Its key strategy after switching from bullets to ballots was for Marxists to run for office not as Marxists per se, but as populists, reformers, or anti-corruption crusaders. Then, after winning, they would change constitutions and society.

The Foro’s annual summits, frequent workshops, and smaller gatherings became platforms for planning and sharing “best practices.” At his speech, Lula reminded his audience that it was the Foro that introduced the electoral strategy, “and you know we’ve had a lot of victories.”

Using this political DYI kit, Hugo Chavez was elected president of Venezuela in 1998, instantly putting that country’s enormous oil revenues—and rapidly growing narcotrafficking earnings—at the disposal of the Foro’s other communists. Lula was elected in 2002 and ruled for eight years, being elected again in 2022. Evo Morales followed suit in 2005 in Bolivia and Rafael Correa in 2006 in Ecuador.

All except for Lula have been accused by the U.S. government of engaging with terrorist Marxist guerrillas and drug cartels.

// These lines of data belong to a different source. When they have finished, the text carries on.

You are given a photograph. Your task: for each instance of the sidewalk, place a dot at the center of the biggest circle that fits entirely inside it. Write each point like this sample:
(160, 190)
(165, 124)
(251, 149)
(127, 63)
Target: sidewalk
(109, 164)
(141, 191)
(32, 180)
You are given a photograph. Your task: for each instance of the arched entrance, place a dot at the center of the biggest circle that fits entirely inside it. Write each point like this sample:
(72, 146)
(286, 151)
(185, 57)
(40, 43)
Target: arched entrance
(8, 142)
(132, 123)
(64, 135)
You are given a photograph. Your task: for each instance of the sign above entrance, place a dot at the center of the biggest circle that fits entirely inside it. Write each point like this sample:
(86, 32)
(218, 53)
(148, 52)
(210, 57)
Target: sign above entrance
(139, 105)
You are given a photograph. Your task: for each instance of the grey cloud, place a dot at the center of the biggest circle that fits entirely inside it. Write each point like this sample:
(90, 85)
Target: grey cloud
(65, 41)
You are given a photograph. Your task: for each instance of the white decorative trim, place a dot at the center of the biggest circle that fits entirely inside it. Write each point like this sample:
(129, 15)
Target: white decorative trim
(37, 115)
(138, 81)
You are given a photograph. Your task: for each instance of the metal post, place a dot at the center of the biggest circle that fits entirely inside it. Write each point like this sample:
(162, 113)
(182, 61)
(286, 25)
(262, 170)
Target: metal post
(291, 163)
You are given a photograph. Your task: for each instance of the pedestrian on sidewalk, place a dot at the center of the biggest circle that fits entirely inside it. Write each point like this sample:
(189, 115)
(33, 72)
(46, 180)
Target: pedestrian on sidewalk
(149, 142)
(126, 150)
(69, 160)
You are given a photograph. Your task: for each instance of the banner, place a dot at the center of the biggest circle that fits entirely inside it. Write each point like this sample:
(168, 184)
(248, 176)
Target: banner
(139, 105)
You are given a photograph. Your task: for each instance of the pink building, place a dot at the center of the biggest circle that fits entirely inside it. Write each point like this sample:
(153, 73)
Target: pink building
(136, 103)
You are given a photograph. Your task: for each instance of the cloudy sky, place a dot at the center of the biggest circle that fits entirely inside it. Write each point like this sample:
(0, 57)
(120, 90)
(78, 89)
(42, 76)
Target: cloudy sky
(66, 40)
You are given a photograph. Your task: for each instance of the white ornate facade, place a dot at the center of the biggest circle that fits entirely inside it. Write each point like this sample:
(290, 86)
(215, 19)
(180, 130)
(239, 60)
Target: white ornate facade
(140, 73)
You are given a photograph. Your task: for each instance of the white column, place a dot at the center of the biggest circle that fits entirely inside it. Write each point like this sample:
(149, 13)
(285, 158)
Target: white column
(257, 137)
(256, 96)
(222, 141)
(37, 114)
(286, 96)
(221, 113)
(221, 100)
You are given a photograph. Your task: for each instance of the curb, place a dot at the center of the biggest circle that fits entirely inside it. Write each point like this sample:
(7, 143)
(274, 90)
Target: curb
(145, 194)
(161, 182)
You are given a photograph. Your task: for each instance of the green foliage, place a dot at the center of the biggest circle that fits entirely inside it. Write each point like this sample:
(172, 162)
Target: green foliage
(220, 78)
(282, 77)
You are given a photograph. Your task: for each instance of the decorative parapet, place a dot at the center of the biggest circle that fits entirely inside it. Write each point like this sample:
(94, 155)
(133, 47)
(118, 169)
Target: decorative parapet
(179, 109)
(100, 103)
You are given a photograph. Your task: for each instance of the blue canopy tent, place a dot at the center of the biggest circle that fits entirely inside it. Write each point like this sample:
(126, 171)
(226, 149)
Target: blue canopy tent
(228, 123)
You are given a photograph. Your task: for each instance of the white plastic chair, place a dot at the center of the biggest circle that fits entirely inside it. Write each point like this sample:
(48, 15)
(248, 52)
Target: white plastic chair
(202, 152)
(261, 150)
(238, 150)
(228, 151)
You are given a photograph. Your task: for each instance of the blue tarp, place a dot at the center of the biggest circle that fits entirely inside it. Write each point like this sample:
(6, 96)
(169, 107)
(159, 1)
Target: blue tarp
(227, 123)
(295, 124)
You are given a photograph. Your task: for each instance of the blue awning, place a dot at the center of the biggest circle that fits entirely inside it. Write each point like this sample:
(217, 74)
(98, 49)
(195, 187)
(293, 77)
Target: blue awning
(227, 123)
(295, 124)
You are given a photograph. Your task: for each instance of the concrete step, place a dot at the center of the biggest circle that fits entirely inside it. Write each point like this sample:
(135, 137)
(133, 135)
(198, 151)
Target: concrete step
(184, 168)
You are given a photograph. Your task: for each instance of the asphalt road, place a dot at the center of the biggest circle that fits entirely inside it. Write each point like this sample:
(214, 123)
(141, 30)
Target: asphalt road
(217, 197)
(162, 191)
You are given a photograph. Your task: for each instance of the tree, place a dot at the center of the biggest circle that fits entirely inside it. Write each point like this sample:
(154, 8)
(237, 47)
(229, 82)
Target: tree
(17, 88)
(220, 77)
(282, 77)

Colombia’s FARC guerrilla group (Fuerzas Armadas Revolucionarias de Colombia) and ELN (Ejercito de Liberacion Nacional), as well as Peru’s Maoist Shining Path guerrillas have taken part in Foro meetings.

A second wave of Marxists have been elected since the Foro’s last conference in 2019—in Chile, Colombia, Honduras, Peru, and of course, Brazil. The far-left organization NACLA boasts that 80 percent of the region is now in the control of the left.

A recent addition to the Foro’s winning strategy has been to use social media to incite and organize street protests in free societies, and then electorally use the resulting discontent to place Marxists in power. BLM-style street riots in Chile and Colombia paved the way for the election of their Marxist leaders. As the closing declaration put it, this mayhem has been translated into “electoral victories.”

All of these leftist governments are opening the region to China. The Foro’s opening declaration was as praiseful of China as it was contemptuous of America.

“The U.S. project of domination over Latin America and the Caribbean is facing an environment marked by threats to its hegemony,” said the document. “The dispute with China, and the growing presence of progressive or leftist political forces in regional governments … constitute an important challenge to a country affected by multiple crises that are manifesting themselves in the political, economic, social and cultural spheres.”

“Cooperation between China and Latin America is not new, and will grow in the future,” the document said. “China represents a factor for stability and balance in the region …. There are no conflicts of interests between China and Latin America, as the People’s Republic of China has never attacked or illegally occupied any Latin American territory.”

The U.S. is trying to “reverse its decline and recover its previous hegemonic status, a desperate effort putting world peace at risk.” Cuba, which has not known democracy or freedom for more than 60 years, was declared a “universal patrimony of dignity” by the final declaration.

It’s time we took these people seriously, even our “leaders” do not.